"'So long as the waters of that mighty river thunder down to the awful depths below, so long as the rush and roar, the surge and foam, and prismatic spray of nature's cataphractic masterpiece remain to delight and awe the human soul, thousands and tens of thousands of beauty-lovers and grandeur-worshippers will journey over the only railroad from which it can be seen. There is but one Niagara Falls on earth, and but one direct great railway to it.'
"Trains stop at Falls View, near the brink of the Horseshoe Fall, where the finest view is obtainable without leaving the cars, cross the gorge of Niagara river on the great steel, double-track Cantilever Bridge, the greatest triumph of modern engineering, and connect in Union Depots, at Niagara Falls and Buffalo with the New York Central and Hudson River, the only four-track railroad in the world."
CONCLUSION.
Home, Dec. 9, 1885.
There is no place like home, after all. On reaching Boston, I felt more like being at home than I had ever felt since I left my own country. Boston resembles an old English city more than any other town I have yet visited in America.
It is, however, no part of my plan to describe the "Hub." I think it is Benjamin Disraeli who says somewhere that "description is always a bore both to the describer and the describee," and I have sinned enough in this direction already; nor have I any desire to make intrusive and impertinent remarks about the inhabitants.

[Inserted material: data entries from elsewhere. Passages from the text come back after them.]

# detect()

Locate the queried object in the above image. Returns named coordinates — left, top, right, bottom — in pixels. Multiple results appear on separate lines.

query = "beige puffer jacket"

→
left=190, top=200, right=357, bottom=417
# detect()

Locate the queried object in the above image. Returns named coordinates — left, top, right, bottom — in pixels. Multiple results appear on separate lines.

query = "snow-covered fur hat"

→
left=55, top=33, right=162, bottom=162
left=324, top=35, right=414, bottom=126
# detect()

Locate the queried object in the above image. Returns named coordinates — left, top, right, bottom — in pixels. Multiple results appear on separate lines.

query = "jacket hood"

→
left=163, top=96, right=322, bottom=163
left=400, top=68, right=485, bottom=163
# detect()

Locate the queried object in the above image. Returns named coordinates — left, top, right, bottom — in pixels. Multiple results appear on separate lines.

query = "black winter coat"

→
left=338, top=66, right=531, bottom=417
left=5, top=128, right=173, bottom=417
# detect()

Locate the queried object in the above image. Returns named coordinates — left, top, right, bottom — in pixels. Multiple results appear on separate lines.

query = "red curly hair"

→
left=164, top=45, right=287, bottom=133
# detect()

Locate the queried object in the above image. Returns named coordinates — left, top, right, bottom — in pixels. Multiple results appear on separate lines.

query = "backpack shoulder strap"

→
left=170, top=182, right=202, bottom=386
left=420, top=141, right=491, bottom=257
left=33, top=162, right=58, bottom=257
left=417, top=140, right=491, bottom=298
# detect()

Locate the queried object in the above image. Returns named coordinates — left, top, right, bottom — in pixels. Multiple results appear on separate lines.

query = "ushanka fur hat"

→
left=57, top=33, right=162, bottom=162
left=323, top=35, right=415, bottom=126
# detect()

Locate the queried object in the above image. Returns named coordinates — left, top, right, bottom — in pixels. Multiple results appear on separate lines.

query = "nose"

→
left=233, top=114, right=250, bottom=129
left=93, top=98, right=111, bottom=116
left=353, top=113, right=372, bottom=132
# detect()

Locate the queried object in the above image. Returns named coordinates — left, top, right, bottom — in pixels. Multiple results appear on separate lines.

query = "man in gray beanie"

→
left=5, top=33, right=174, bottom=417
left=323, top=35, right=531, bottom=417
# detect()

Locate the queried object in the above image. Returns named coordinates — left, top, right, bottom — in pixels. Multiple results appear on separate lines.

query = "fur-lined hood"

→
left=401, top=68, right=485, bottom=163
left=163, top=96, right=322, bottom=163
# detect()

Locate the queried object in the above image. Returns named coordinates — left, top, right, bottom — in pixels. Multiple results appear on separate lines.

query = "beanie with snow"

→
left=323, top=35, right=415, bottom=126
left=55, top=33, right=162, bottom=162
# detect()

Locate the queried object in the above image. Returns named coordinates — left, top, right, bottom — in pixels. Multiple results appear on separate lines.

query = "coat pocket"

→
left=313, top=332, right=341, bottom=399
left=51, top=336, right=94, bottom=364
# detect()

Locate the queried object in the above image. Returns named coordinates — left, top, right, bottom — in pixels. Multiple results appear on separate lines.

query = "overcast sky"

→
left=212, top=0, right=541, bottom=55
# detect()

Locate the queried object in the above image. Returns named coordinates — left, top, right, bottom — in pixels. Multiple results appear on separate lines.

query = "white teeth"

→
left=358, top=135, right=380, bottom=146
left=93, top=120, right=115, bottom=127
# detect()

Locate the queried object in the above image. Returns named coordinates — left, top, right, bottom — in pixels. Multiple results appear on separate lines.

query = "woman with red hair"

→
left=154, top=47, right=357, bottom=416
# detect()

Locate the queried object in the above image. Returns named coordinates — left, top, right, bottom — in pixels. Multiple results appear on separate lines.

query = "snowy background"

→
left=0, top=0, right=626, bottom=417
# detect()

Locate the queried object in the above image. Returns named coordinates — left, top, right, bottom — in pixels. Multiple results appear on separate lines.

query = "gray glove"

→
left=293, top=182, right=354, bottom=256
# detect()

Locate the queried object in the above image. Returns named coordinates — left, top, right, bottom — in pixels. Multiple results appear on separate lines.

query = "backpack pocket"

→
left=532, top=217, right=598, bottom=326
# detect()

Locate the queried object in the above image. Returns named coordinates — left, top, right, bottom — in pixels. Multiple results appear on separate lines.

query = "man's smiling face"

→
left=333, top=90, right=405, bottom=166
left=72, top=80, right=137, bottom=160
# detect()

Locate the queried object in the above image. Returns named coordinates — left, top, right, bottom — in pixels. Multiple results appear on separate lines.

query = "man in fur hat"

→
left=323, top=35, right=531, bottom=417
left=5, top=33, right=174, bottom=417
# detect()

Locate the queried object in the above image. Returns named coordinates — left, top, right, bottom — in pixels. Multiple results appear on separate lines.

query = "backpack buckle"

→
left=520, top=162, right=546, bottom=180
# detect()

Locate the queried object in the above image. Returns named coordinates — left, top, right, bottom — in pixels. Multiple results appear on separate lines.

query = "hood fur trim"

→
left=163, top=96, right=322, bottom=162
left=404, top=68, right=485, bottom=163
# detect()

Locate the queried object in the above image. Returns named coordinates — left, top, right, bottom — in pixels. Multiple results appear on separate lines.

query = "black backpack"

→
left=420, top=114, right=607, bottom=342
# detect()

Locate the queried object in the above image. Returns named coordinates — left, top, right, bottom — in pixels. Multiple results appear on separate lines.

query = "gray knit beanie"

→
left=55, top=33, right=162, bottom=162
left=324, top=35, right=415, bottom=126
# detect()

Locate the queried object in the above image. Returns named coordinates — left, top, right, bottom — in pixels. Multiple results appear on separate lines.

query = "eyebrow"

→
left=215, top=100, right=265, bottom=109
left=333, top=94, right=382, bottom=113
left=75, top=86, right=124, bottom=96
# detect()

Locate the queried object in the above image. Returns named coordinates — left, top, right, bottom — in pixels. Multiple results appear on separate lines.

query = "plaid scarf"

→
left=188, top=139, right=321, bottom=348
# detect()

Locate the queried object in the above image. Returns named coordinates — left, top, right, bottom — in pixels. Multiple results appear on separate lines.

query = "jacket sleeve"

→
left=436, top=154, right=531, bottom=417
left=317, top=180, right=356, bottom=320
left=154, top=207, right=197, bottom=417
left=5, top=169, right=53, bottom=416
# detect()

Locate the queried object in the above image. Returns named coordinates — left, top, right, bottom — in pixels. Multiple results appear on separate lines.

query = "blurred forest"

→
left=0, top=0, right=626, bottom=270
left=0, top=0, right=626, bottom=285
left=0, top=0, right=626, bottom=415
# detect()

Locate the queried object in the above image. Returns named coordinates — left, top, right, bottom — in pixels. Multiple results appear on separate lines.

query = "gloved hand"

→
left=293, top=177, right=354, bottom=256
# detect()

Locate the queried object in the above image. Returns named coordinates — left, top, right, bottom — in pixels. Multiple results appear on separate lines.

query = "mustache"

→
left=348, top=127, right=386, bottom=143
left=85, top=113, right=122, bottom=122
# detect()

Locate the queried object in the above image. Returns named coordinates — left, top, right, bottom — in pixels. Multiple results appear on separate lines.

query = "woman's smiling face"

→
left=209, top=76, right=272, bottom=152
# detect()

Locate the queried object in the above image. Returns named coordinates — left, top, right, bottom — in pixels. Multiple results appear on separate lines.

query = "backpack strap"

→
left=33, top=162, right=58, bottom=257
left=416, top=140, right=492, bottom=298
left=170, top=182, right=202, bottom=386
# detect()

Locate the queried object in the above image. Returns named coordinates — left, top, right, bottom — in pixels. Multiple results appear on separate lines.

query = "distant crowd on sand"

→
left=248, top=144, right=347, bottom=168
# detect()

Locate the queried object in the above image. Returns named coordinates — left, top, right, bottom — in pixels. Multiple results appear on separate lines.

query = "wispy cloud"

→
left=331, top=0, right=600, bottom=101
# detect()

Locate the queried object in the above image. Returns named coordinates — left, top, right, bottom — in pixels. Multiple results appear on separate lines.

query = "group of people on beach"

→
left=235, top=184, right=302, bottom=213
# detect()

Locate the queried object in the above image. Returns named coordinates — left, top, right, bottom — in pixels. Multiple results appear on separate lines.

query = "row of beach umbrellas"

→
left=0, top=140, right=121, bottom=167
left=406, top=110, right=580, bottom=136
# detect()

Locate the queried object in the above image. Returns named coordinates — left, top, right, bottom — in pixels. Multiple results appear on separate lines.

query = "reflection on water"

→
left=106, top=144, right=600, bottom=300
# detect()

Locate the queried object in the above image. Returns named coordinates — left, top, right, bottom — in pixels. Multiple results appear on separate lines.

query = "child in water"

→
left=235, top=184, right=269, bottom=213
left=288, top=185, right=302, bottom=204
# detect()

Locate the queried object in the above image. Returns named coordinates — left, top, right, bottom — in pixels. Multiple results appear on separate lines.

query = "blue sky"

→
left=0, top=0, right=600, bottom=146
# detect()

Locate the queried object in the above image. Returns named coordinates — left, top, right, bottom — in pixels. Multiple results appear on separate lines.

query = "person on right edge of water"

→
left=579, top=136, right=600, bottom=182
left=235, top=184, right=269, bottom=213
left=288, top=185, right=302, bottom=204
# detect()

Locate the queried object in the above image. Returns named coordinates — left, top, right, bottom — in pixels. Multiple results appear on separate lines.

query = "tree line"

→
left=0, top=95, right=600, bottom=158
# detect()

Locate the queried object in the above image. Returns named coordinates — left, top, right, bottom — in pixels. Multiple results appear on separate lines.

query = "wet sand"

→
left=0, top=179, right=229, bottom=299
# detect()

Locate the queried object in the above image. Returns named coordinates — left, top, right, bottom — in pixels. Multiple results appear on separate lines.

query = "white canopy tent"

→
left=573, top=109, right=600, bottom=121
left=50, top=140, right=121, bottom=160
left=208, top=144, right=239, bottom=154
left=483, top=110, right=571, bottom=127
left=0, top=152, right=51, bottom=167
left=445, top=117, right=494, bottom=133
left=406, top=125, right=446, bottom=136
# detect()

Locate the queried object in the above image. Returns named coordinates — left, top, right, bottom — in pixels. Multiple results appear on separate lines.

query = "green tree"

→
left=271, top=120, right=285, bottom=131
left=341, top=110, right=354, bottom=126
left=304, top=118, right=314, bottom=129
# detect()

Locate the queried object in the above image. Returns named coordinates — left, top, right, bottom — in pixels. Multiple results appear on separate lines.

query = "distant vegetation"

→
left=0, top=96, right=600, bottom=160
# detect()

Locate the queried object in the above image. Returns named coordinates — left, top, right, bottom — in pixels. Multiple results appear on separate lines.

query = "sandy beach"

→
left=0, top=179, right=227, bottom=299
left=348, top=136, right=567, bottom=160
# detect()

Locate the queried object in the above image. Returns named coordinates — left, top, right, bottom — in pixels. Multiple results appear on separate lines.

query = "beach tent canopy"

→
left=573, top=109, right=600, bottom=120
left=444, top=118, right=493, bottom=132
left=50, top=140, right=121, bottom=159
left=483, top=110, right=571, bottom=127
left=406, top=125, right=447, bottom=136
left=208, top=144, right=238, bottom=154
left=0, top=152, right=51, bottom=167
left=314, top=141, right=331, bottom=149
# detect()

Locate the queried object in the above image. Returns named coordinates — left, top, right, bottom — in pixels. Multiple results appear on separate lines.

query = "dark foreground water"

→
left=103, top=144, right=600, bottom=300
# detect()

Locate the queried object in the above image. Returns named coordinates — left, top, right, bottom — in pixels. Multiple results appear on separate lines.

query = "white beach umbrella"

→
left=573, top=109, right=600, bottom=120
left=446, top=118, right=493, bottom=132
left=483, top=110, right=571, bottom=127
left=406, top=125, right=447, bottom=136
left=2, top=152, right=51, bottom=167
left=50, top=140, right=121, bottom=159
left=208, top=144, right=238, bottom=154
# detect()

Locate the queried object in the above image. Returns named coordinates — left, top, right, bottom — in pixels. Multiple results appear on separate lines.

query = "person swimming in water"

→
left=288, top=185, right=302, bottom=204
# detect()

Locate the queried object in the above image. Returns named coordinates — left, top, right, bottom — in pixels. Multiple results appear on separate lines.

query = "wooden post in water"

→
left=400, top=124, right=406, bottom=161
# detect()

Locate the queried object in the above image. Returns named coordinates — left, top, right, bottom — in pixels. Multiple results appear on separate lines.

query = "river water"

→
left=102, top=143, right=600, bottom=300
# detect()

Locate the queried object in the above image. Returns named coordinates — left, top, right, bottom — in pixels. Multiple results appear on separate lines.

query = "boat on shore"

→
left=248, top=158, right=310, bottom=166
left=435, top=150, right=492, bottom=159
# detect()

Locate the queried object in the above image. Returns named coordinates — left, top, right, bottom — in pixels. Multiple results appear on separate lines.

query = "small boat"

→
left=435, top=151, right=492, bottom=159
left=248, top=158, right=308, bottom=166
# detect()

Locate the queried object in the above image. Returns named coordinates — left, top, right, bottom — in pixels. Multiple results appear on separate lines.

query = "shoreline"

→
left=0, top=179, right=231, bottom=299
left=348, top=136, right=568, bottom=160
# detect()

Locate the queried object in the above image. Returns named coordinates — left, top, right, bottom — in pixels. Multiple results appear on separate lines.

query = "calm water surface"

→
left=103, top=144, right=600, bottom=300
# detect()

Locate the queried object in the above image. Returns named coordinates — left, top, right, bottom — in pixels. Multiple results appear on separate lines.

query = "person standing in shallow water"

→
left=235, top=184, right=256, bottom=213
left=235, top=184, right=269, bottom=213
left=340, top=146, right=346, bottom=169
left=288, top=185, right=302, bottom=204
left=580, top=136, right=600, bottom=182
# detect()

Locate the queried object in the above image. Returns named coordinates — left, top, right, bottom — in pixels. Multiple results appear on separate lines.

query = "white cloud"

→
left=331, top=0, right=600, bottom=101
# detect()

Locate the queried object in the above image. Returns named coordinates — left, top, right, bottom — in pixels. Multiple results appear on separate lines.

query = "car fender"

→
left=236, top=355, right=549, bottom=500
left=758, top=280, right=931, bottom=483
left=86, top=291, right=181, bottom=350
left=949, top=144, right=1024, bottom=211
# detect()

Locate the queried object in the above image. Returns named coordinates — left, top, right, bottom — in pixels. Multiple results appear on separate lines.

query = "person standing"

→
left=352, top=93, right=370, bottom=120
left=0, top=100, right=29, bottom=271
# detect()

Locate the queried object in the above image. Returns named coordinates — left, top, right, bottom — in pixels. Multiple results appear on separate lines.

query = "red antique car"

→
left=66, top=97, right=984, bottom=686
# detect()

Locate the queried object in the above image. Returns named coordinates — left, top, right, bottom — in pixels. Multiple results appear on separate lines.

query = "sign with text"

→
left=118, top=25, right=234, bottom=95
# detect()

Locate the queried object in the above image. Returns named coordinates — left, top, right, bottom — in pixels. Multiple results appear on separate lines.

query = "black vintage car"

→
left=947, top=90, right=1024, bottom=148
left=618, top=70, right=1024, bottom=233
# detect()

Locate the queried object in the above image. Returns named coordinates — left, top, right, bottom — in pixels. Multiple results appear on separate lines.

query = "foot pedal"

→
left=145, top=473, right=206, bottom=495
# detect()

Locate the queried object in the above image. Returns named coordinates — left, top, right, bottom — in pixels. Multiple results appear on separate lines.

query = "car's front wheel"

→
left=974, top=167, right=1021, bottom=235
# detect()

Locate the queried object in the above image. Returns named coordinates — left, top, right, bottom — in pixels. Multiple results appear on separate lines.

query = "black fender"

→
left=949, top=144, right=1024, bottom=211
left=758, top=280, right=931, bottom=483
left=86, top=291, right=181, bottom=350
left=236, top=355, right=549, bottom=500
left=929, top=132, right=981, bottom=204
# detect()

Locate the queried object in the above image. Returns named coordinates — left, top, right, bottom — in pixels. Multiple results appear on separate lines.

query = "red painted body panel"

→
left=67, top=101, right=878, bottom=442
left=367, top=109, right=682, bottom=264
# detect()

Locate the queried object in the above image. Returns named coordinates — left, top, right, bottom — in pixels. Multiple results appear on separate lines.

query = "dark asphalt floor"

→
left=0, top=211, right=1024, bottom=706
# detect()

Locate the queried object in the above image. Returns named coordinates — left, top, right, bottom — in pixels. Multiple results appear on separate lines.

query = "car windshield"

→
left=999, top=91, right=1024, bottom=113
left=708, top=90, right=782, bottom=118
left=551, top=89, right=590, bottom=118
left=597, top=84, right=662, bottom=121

I will only say that the few days I spent in Boston were made very pleasant by the most courteous and unostentatious hospitality.
From the classic city I passed on to the Empire City, as New York is sometimes called. I was told long before I left England by warmhearted friends in New York that if I ever visited that city their utmost should be done "to impair my digestion!" They did their best, and I hereby declare my gratitude to them for their generous intentions. Suffice it to say that I eventually got away from them with no more serious injury than could be cured by a few days' tossing and rolling on the broad Atlantic.